In the first three months of the year, sales at existing Home Depot stores were up 6.5%. Spending at U.S. stores was even better with domestic comparable sales rising 7.4%. Home Depot also said the average ticket grew 2.5%. Given the strong start to 2016, Home Depot lifted its financial guidance for the whole year.
Home Depot Chief Financial Officer Carol Tomé said higher home values are driving consumers to invest in upgrades. The company believes home prices will climb about 5% this year, followed by a possible 3% increase in 2017.
“The housing data suggests that homeowners feel like they have more value than they did before. Homes with negative equity have dropped from 22% at the beginning of 2012 to now 8.5%,” Tomé told analysts during a conference call.
Beyond DIY demand, Home Depot detailed ongoing sales momentum in its Pro business, which primarily consists of contractors. Pro-heavy categories including fencing, doors and decking posted double-digit growth in comparable sales last quarter.
CEO Craig Menear emphasized that demand has picked up across the store. With consumers spending more, Home Depot recorded 9.5% more tickets over $900.
“While our Pro business was strong, we’re also very pleased to see the growth in our DIY business. The balance is what we’re striving to achieve,” Menear said.
|HD||THE HOME DEPOT, INC.||407.60||-0.22||-0.05%|
|LOW||LOWE'S COS., INC.||248.69||-1.70||-0.68%|
The Atlanta-based retailer said Tuesday its quarterly revenue surged 9% to $22.8 billion versus the same period a year ago. Earnings rose 14% to $1.8 billion. On a per-share basis, Home Depot earned $1.44 a share. Wall Street analysts had forecasted per-share earnings of $1.36 and revenue of $22.39 billion.
Home Depot now expects to book full-year earnings of $6.27 a share on revenue growth of 6.3%. The company previously said earnings would likely come in between $6.12 and $6.18 a share, with revenue rising 5.1% to 6%. Home Depot’s outlook for comparable sales calls for a 4.9% improvement, better than its prior guidance for 3.7% to 4.5%.
Home Depot executives are looking for another strong run in the second quarter, citing a late start to spring in many areas of the country. Lowe’s (NYSE:LOW) is scheduled to report first-quarter earnings Wednesday.
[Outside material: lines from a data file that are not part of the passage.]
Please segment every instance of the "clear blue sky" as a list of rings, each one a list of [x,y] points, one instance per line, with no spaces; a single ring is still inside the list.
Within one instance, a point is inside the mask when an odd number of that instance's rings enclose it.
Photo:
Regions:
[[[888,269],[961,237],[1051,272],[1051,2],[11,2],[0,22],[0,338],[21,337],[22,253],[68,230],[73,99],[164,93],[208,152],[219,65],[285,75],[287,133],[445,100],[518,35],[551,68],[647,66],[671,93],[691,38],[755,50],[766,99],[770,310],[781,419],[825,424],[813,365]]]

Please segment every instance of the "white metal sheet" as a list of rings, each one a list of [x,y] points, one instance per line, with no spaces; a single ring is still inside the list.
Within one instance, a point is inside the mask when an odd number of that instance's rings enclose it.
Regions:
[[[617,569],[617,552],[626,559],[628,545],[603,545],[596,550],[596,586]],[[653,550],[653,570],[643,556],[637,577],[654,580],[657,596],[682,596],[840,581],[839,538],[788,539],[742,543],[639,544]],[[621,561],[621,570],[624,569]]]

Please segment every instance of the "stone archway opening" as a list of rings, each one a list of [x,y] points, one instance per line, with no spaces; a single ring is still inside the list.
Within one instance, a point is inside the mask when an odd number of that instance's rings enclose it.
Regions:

Home-improvement stores have been a bright spot in a sluggish retail industry. The Commerce Department said home-improvement spending in March edged 1.4% higher versus February. Meanwhile, total U.S. sales at retail stores and restaurants declined 0.3%. The Home Improvement Research Institute and research firm IHS have projected 4.7% industrywide sales growth in 2016 compared to last year.